Dive Brief:
- AT&T and Verizon, two of the nine U.S. telecom companies attacked by Salt Typhoon, said they evicted the China-government sponsored threat group from their networks.
- “We detect no activity by nation-state actors in our networks at this time,” an AT&T spokesperson said in a prepared statement. A Verizon spokesperson made a similar statement, asserting the carrier has “contained the cyber incident brought on by this nation-state threat actor. An independent and highly respected cybersecurity firm has confirmed the Verizon containment.”
- AT&T and Verizon did not say when they ejected the nation-state group from their networks, but declared their networks secure last week.
Dive Insight:
The network operators’ statements of eradication came just days after federal cyber officials declined to say the nation-state attackers have been evicted from any of the intruded networks.

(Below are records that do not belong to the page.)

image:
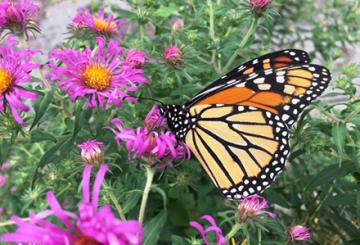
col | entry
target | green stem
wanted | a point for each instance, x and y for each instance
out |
(245, 39)
(10, 222)
(117, 206)
(259, 237)
(212, 33)
(233, 231)
(142, 31)
(150, 172)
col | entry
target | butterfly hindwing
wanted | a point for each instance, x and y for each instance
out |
(285, 91)
(241, 148)
(238, 126)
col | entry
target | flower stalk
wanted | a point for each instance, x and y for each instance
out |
(150, 172)
(242, 44)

“Once companies are taking those steps to make their networks defensible, we would feel more confident to say that the Chinese actors have been evicted and can continue to not be able to come in,” Anne Neuberger, deputy national security advisor for cyber and emerging technology, said during a Dec. 27 media briefing.
An investigation into the sweeping attack spree on U.S. telecom networks is ongoing, but U.S. officials will likely never know some details regarding the scope and scale of the intrusion, Neuberger said.
Salt Typhoon was “very careful about their techniques. They erase logs. In many cases, companies were not keeping adequate logs,” Neuberger said.
Neuberger’s office did not respond to a request for comment on AT&T and Verizon’s response and recovery efforts.
“We have not detected threat actor activity in the Verizon network for some time, and after considerable work addressing this incident, we can report that Verizon has contained the activities associated with this particular incident,” Vandana Venkatesh, EVP and chief legal officer at Verizon, said in a statement.
AT&T and Verizon both said they’ve notified individuals who were directly targeted and impacted by Salt Typhoon’s activities.
“We will continue to work closely with government officials, other telecommunication companies, and third-party experts on the investigation of this nation-state action, and we are monitoring and remediating our networks to protect our customers’ data,” AT&T’s spokesperson said.
AT&T and Verizon are two of the three largest telecom providers in the U.S. T-Mobile, the third leg of that trio, said a threat group resembling Salt Typhoon intruded its network but the carrier said it kicked the attackers out of its systems before the nation-state group caused serious damage.